Tuesday, March 8, 2011

Industry Thoughts | Private Equity, Dry Powder, and "Bad Deals"

Dan Primack of Fortune, a man worried about the results of 2011 private equity deal flow, posted this article today after reading Bain & Company's annual Global Private Equity Report (which was published today). The firm agrees with him in that GPs holding a significant amount of dry powder with an expiration date on it (courtesy of the LPs) feel pressured to invest that capital. This "use it or lose it" feeling is definitely there, and I agree with Dan that it's going to affect 2011 PE deal flow.

But what I think is important to recognize here is if the size of private equity firms matters. For example, many lower mid-market firms I met during the end of 2010 and the beginning of 2011 were being extremely cautious in terms of finding the perfect deal. However, that cautiousness I've seen amongst lower mid-market firms is due to many deals dropping dead in the water as they were working out the terms. That circumspection they are feeling is going to continue along the year, but coming back to the size issue, LPs may not favor firms because of their investment criteria in terms of size and apply the same amount of pressure to everyone.

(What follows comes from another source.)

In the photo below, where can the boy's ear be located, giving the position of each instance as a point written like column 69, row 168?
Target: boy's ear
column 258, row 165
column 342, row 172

Rich Lawson of Huntsman Gay Global Capital also raises a good point here: debut funds have it easy, but you could potentially see more growing. Another thing that could happen is that GPs could convince LPs to move that expiring dry powder into new funds. By rolling over the capital into the next fund, you get new terms and the approaching expiration worries off deal teams' backs.

2011 private equity activity is under a very large microscope; if the year's deal flow turns out to be better than expected (and so far it's looking ok), 2012 deal flow is going to exponentially increase. If not, I think the industry will be in a logjam for at least another year.